Na opinião do presidente da Comissão de Direito Eleitoral, Márcio Maranhão, a prática de assédio na religião pode levar o eleitor a deixar de escolher o candidato por suas propostas e passar a olhá-lo de forma pessoal. “Afeta porque se perde o foco das propostas para se discutir quem é bom e quem é ruim. Todos nós temos momentos de luz e trevas, discutir num momento desses é complicado. O melhor é discutir propostas, discutir esse tema é muito mais importante do que discutir o bem contra o mal”.

Ele pontuou, ainda, que é possível para o líder religioso comentar sobre qual candidato seria melhor diante de suas propostas, mas sem atingir o direito do eleitor de escolher o voto. “Na verdade, o que não pode haver é o assédio.

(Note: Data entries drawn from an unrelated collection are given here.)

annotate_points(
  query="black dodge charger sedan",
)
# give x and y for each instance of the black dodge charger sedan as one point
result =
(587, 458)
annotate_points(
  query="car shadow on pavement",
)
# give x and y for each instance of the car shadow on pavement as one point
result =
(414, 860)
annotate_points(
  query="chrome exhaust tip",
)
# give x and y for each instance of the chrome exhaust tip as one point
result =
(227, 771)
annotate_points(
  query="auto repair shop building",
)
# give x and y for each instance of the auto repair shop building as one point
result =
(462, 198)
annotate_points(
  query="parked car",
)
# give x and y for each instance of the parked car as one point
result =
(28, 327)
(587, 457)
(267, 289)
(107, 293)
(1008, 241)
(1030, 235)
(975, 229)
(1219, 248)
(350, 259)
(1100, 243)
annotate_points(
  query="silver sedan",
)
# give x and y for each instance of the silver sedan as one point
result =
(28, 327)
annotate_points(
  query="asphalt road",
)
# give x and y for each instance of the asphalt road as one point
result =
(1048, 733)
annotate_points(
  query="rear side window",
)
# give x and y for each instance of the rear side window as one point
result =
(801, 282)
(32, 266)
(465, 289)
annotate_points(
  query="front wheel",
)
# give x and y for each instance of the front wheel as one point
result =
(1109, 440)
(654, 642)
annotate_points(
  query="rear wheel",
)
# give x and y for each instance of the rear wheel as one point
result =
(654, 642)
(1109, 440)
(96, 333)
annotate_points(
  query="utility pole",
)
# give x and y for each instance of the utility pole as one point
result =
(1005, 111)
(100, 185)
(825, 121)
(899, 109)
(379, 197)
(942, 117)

Discussões sobre quem é o melhor, com melhores propostas, é natural, faz parte. O que não é uma ameaça de expulsar o cidadão da congregação ou mesmo acusá-lo de estar fazendo parte de um pacto por votar em um determinado candidato”.

Enquanto isso, o advogado e professor de teologia, Anderson Paz, acredita que as crenças sempre vão influenciar de alguma forma a escolha do voto e que isso não pode ser excluído.  “Algumas visões tentam excluir várias questões e crenças que as pessoas têm sobre a vida. Temas como aborto, pautas de gênero na escola, dentre outros, anteriormente não eram discutidas porque se pensava que essas eram questões privadas, mas na medida em que elas foram se tornando publicas, as pessoas que tem suas crenças e valores começaram a debater suas concepções de mundo que impactam a administração do Estado e o papel do Estado”, pontuou.

Anderson Paz não anula a importância de discussão de projetos para definir os governantes, no entanto, ressalta que é possível discutir temas relativos a religião sem ferir direitos e leis. “Eu entendo que mesmo sendo uma questão fundamental discutir projetos de governo para enfrentar problemas concretos, existem questões de valores sobre o papel do estado, sobre moralidade, que impactam fundamentalmente nas próprias relações sociais. Contanto que os temas sejam discutidos dentro dos limites da lei, de forma a respeitar o contraditório, debatendo de forma civilizada, sem violência”.